You can’t have dessert until you finish your vegetables.

It’s an edict known by most children to the point of being cliché, and I would argue that it is entirely counterproductive.

I spent my summer as a counselor at a camp for pre-school children. There were many challenging parts to this job—pulling socks onto wet feet, desperately trying to prevent “accidents,” dragging 18 kids on one not-long-enough leash to the playground, and so on. But one of the most soul-wrenching challenges was lunchtime.

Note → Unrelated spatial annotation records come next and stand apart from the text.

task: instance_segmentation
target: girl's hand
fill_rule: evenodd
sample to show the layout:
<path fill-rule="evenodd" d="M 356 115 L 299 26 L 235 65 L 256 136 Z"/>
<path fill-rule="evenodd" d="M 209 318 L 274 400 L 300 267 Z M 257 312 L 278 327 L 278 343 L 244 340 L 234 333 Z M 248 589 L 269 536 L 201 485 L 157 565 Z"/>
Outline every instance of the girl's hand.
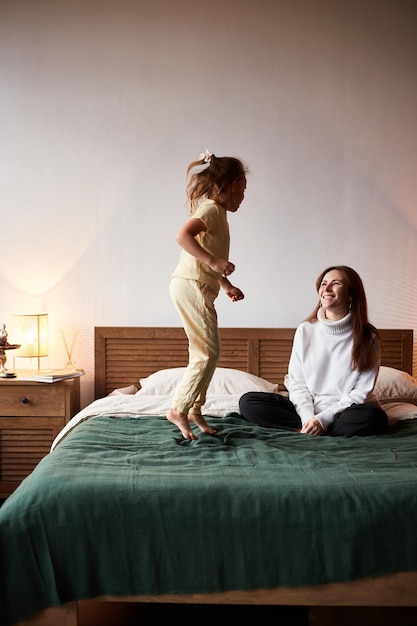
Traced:
<path fill-rule="evenodd" d="M 312 417 L 308 420 L 308 422 L 303 424 L 300 433 L 304 433 L 306 435 L 324 435 L 324 429 L 317 417 Z"/>
<path fill-rule="evenodd" d="M 241 291 L 238 287 L 234 287 L 227 280 L 227 278 L 226 279 L 225 278 L 222 279 L 221 285 L 222 285 L 223 289 L 225 290 L 226 294 L 232 300 L 232 302 L 237 302 L 238 300 L 243 300 L 243 298 L 245 297 L 243 291 Z"/>
<path fill-rule="evenodd" d="M 214 272 L 221 274 L 223 278 L 226 278 L 226 276 L 229 276 L 232 272 L 235 271 L 234 263 L 228 261 L 227 259 L 213 258 L 211 263 L 209 263 L 208 265 Z"/>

Lunch, while typically a “break” in the day, was relaxing for nobody. The counselors, myself included, were pressured to get the kids to eat as much as possible of the lunch provided by the camp. The campers spent a harrowing half hour being wheedled, cajoled, and blackmailed into eating food they found distasteful.

The food wasn’t bad. It was purchased from a company that advertised its food as a healthful alternative to standard cafeteria fare. To describe it as gourmet would be a stretch, but the quality did not justifiably provoke a reluctance to eat it. So what was the problem?

I think the anti-vegetable (and to take it further, anti-health food) epidemic has much less to do with taste than it has to do with taste conditioning. Let’s look at the scenario in which a parent (or a teacher, camp counselor, etc.) forces a child to eat healthful food as a condition for getting to eat dessert.

This teaches the child two things. One, it teaches hir that healthful food is undesirable, something to be suffered through as the price for getting to eat dessert. The entire dining experience becomes a power struggle, enforced by authority figures by means of the Dreaded Broccoli (or Carrot or Spinach). Not only does this establish eating as a cause of stress and tension, but it also makes the children hate the food that ze feels is being forced on hir.

The second thing it teaches the child is that dessert is the ultimate goal. Saying to a child that they “can’t have” something while providing no explanation for it makes it that much more alluring. Have you ever heard a parent discuss the intricacies of nutrition with a four-year old? Unfortunately, it almost never happens. To quote Stephen Sondheim’s “Into the Woods,” “What’s as intriguing or half so fatiguing as what’s out of reach?”

While sugar may or may not be naturally addictive, I believe nearly anything can be addictive if it comes with enough positive reinforcement. Dessert is given a boatload of positive connotations. Not only is it the reward for finishing “yucky” vegetables, but it is also associated with birthdays and holidays.

There is also an automatic assumption that children will not like healthful foods, and people tend to develop what is expected of them. In many books, television shows, and movies, the idea of kids not wanting to eat vegetables is pervasive. As an avid viewer of the PBS show “Arthur,” I remember watching with fascination the episode where D.W. refuses to eat most foods. I also remember reading “A Bad Case of Stripes” by David Shannon, which centers on a girl who absolutely refused to eat lima beans. While these stories send a good message in the end—that healthful foods are actually good—it establishes these types of foods as something  “different” that should be treated with caution.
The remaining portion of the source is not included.